Does Speed of Drying Affect Flooring Stability?

Will wood that is dried more slowly be more stable in service? Not necessarily. April 18, 2010

Is there any logic to the statement that the slower oak is dried, the more stable it is later? I'm looking for a source of really wide white oak flooring (8"+) and get conflicting info from suppliers.

Forum Responses
(Sawing and Drying Forum)
From contributor M:
I like to see oak aged/air dried/relaxed for 6-9 months before going into a kiln.

From contributor S:
We have been making wide plank floors for years (8"-12"). My feelings on drying hardwoods are simple: the MC needs to be 6-8%. Wood dried in a steam kiln has a greater chance of stress put in during drying than a dehumidification kiln. Does green dried oak move more than air dried before drying? I haven't noticed any difference. White oak has more twisted grain cells than red oak has, so twisting, cupping, moving might be more.
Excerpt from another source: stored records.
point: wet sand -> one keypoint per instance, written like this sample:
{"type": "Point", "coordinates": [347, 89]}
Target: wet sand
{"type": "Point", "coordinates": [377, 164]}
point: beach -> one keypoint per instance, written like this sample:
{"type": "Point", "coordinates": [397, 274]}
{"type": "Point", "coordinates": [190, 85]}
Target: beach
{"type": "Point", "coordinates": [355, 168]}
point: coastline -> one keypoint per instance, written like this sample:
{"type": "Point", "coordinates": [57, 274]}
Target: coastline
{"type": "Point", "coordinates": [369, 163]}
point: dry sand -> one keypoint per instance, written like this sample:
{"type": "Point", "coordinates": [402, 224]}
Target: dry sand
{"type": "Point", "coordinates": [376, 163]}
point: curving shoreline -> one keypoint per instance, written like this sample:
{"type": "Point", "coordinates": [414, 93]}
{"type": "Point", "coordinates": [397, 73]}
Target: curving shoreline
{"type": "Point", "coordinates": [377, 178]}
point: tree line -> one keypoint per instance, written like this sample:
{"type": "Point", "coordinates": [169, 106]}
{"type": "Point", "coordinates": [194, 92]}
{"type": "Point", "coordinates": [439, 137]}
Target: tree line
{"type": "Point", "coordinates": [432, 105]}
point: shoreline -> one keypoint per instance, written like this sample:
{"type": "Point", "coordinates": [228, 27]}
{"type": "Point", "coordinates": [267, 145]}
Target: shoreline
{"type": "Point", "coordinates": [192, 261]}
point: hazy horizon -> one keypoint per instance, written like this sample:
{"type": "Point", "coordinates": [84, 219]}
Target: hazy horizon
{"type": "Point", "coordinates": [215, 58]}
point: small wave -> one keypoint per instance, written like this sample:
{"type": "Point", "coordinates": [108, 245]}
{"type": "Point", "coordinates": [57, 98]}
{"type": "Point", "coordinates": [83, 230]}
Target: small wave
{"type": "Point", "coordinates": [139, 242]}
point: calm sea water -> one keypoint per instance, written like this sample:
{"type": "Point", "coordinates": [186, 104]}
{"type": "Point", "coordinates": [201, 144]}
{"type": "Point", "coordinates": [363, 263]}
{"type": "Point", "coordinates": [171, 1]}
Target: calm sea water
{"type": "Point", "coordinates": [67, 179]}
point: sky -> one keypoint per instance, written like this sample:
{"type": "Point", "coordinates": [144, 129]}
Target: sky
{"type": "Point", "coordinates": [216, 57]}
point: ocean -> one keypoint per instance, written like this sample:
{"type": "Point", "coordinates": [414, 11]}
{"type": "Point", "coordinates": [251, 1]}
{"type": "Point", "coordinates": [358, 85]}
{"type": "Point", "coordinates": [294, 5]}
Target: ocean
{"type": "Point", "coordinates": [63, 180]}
Also, the wider the floor, the more surface area is exposed to moisture changes once installed. So to answer the question, if the wood is dried to the kiln schedule and to the right MC, you should be fine.

From Professor Gene Wengert, forum technical advisor:
All size changes are related to MC changes, so proper drying to the correct final MC will minimize size changes in use. The speed of drying (KD green from the saw or air drying a year and then KD) has nothing significant to do with stability. What you quoted about speed and stability is a statement that pops up every so often but is not true. I am not sure where it came from unless slow, long drying assured that the final MC was correct, compared to fast drying where the final MC could be variable.